Nel 2024, invece, c'è stato il primo intervento chirurgico in Italia di impianto di un dispositivo di ultimissima generazione, ricaricabile con un sistema bluetooth, finalizzato a inviare stimolazione elettrica a determinate aree del cervello del paziente affetto da Parkinson, in modo sempre più preciso. "È l'inizio di una nuova era per la cura dei malati di Parkinson", ha detto il professor Pietro Cortelli, direttore operativo dell'Irccs Istituto scienze neurologiche di Bologna. L'Irccs dell'Azienda Usl di Bologna è diventato centro pilota a livello nazionale per l'impianto di questa nuova tecnologia. A inizio gennaio all'ospedale Bellaria questo pacemaker innovativo per la neurostimolazione profonda è stato impiantato in un uomo di 66 anni di Castelfranco Emilia, a cui era stato diagnosticato il Parkinson otto anni prima. "La mia vita è decisamente migliorata dopo l'intervento -  ha raccontato il paziente - Prima avevo un tremore consistente al braccio destro, abbastanza invalidante, ora quasi non ce l'ho più e riprenderò a fare piscina e palestra".

L'algoritmo

La tecnologia sarà dunque fondamentale per un aiuto contro il Parkinson. Lo dimostra anche il caso del 18enne italiano, Tommaso Cagliari, che, qualche mese fa, ha creato un algoritmo di intelligenza artificiale che favorisce la diagnosi precoce.
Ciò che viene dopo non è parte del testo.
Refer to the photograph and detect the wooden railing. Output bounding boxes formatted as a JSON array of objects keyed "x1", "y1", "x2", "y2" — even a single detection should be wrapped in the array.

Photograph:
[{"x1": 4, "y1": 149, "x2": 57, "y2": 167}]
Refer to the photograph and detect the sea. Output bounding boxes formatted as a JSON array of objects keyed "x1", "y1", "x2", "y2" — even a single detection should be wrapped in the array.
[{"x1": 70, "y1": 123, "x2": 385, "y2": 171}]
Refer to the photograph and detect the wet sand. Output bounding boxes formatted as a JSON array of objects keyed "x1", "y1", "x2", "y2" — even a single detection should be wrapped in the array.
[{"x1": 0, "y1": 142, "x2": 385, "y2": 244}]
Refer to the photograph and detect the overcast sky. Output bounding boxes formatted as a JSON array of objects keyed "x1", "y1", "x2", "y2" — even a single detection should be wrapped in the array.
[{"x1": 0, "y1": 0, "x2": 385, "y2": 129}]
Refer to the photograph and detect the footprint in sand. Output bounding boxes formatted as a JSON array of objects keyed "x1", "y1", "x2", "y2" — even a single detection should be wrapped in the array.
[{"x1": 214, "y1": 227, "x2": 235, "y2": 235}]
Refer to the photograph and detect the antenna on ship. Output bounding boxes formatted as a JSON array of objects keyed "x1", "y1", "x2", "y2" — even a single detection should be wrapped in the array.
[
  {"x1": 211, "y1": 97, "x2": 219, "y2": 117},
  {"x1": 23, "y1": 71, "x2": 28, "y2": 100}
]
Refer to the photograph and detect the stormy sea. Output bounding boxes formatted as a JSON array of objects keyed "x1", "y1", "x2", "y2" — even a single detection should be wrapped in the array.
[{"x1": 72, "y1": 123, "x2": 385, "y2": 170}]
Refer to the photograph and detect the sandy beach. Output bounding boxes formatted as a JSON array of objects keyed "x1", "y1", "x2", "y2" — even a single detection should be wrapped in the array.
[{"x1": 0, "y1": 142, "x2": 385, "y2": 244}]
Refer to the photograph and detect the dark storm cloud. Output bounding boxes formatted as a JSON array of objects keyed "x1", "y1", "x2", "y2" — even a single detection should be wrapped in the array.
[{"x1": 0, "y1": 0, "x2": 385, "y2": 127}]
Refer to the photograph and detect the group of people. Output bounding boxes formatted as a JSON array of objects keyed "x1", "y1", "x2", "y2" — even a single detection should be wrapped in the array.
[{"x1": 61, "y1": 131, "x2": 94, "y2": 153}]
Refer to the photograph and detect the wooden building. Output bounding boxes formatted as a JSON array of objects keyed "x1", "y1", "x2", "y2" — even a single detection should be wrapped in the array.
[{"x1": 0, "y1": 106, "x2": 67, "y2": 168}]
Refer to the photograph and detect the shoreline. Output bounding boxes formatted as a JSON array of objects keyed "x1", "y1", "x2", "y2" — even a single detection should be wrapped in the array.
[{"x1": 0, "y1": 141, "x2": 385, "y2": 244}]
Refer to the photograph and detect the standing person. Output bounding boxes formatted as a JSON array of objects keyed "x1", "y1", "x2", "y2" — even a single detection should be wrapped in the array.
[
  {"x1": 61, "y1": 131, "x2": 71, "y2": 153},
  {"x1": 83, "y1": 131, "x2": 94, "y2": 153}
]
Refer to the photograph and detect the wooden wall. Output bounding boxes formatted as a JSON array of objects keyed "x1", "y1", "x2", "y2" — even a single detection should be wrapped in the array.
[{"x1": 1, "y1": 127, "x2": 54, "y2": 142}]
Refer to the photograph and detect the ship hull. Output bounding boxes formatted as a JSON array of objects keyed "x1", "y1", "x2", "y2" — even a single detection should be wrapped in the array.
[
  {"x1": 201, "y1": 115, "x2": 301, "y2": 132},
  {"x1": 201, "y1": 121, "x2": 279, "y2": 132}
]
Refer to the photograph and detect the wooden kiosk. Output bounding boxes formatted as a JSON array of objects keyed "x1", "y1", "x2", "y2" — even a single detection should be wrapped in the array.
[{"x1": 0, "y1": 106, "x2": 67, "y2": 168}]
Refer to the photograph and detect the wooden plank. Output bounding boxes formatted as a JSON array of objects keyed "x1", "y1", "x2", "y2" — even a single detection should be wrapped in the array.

Lo stanno già sperimentando - con risultati interessanti - diversi medici in collaborazione con l'associazione dei malati di Parkinson. "Nelle fasi iniziali della malattia - ha spiegato il ragazzo - i disturbi come il tremore e la difficoltà del cammino non sono ancora visibili ma cominciano a presentarsi in modo impercettibile. Io ho sviluppato questo algoritmo che è in grado di riconoscere la figura umana e tracciarne i movimenti e in particolare le alterazioni nell'oscillazione della spalla e del gomito che sono uno dei primi sintomi in fase precoce della malattia di Parkinson". "Si tratta - ha proseguito il giovane inventore - di oscillazioni talmente piccole che l'occhio umano non è in grado di riconoscerle. Questo sistema sfrutta due telecamere che vengono posizionate una di fronte all'altra a circa cinque metri di distanza e analizzano il cammino del paziente sotto esame. Il programma è in grado di rilevare i movimenti del paziente che cammina e compararli con un algoritmo di machine learning "allenato" su un gruppo di persone sane e su un gruppo di pazienti con Parkinson conclamato. La comparazione riesce a mettere in evidenza gli indicatori precoci della malattia."